Acquired by our North American distribution partner, Juno Films, Shiraz screens in Chicago, Albuquerque, New York and Denver and is available now for booking across the US.
Juno Films will also be bringing Arcadia (2017) to the North American market in the first half of 2019.
BFI titles on tour
Documentary Centre, Guangzhou
We are proud to be collaborating with Guangzhou Library and the Guangzhou Documentary Film Festival on the launch of their dedicated, new Documentary Centre. They will be screening Drifters (1929), Night Mail (1936) and Industrial Britain (1931), from pioneering British filmmaker John Grierson, who first coined the term ‘documentary’.
BFI and Korean Film Archive
BFI is pleased to announce an exchange of archive restorations with the Korean Film Archive, in association with the Korean Cultural Centre UK.
In February 2019, BFI Southbank and KCCUK in London will screen every known surviving Korean film made before 1945 — many showing in the UK for the first time — while Korean audiences will be able to see BFI National Archive restorations of classic British films this December.

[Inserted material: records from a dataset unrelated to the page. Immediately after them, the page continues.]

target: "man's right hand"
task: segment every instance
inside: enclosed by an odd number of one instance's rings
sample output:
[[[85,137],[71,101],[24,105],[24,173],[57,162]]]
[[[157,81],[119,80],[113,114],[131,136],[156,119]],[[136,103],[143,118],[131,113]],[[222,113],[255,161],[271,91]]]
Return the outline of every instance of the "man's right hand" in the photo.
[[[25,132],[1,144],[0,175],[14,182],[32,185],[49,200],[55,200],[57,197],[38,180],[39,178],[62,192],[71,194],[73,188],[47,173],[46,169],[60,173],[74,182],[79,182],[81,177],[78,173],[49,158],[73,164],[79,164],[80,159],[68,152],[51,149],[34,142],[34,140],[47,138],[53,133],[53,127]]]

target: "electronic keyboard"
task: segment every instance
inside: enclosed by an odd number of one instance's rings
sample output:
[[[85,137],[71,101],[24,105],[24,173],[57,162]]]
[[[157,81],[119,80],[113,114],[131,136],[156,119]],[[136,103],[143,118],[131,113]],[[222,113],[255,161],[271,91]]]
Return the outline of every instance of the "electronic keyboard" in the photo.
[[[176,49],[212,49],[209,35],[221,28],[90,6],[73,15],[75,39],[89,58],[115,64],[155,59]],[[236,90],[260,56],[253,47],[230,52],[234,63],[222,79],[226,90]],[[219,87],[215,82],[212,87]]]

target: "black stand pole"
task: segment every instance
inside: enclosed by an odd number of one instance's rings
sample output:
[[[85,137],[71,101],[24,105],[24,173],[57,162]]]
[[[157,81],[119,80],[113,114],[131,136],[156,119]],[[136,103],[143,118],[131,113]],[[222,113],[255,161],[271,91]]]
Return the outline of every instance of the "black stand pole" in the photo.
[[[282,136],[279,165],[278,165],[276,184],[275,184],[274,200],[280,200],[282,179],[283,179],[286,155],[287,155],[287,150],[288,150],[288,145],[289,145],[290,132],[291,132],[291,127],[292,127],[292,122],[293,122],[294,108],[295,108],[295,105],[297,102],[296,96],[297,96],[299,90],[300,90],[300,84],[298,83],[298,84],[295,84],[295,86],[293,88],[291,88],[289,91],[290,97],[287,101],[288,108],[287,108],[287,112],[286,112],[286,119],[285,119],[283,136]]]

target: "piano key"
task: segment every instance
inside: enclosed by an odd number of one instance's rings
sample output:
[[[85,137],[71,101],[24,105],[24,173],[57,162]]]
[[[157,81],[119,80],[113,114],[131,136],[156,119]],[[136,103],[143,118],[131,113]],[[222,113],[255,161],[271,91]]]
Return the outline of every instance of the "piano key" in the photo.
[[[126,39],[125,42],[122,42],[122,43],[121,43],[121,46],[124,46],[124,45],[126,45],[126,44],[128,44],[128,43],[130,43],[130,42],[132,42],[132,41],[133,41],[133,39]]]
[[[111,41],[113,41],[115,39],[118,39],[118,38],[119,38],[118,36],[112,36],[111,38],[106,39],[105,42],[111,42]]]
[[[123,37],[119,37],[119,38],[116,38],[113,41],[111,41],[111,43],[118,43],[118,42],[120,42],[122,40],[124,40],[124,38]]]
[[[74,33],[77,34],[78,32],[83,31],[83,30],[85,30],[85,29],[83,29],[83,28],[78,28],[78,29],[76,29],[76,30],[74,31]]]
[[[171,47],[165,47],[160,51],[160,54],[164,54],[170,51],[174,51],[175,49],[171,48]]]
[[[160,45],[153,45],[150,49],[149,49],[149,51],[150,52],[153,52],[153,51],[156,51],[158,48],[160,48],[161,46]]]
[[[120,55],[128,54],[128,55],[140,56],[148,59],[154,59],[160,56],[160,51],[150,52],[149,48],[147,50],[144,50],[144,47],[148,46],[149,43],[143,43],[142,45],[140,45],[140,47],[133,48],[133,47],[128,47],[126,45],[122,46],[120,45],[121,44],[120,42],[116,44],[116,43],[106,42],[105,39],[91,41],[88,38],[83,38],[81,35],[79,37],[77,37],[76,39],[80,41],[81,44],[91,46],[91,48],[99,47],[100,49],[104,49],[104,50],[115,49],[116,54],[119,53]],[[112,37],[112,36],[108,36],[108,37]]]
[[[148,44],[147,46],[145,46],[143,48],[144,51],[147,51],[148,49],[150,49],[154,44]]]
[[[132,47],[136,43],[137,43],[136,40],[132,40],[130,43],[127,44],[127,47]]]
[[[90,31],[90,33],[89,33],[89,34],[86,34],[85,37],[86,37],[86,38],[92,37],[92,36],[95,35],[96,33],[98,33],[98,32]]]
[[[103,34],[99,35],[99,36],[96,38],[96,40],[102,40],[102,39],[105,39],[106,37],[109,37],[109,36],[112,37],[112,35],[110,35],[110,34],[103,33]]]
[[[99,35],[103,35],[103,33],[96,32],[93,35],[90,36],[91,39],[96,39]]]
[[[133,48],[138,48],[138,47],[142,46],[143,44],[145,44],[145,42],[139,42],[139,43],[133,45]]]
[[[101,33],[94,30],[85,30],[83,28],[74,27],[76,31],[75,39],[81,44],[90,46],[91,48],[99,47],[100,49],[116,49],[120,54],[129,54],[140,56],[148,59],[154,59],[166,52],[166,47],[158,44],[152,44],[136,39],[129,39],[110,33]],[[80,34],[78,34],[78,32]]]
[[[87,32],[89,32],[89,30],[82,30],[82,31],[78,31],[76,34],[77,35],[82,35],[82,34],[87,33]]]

The programme of 11 BFI Treasures includes The Informer (1929), Shooting Stars (1928) and the BFI’s new restoration of Terence Davies’ Distant Voices, Still lives (1988), in addition to work by Alfred Hitchcock, David Lean, Derek Jarman, Margaret Tait and Ken Russell.
Black Star at TIFF
Inspired by the BFI’s original groundbreaking programme at BFI Southbank, TIFF ran a second edition of Black Star in October, in what they hope will become an annual event celebrating black excellence on screen.
And finally, two BFI restorations screened at festivals in Italy this month. The DCP of The Edge of the World (1937) screened at the 36th Torino Film Festival, as part of a complete retrospective of the films of Powell and Pressburger, whilst Shiraz screened at Cinema La Compagnia for the 18th edition of River to River, the Florence Indian Film Festival on 8 December.
Margaret Tait at 100
11 November 2018 marked the 100th anniversary of acclaimed poet-filmmaker Margaret Tait and the launch of centenary events across the world.
The director of many distinctive short films, over a long and illustrious career, Tait directed just one feature film late in her life: the partly autobiographical Blue Black Permanent (1992).
Newly remastered in 2K to mark the centenary, the film — the first directed by a Scottish woman — explores loss and remembrance in characteristically bold and original fashion, encapsulating Tait’s innovative and passionate approach to the medium.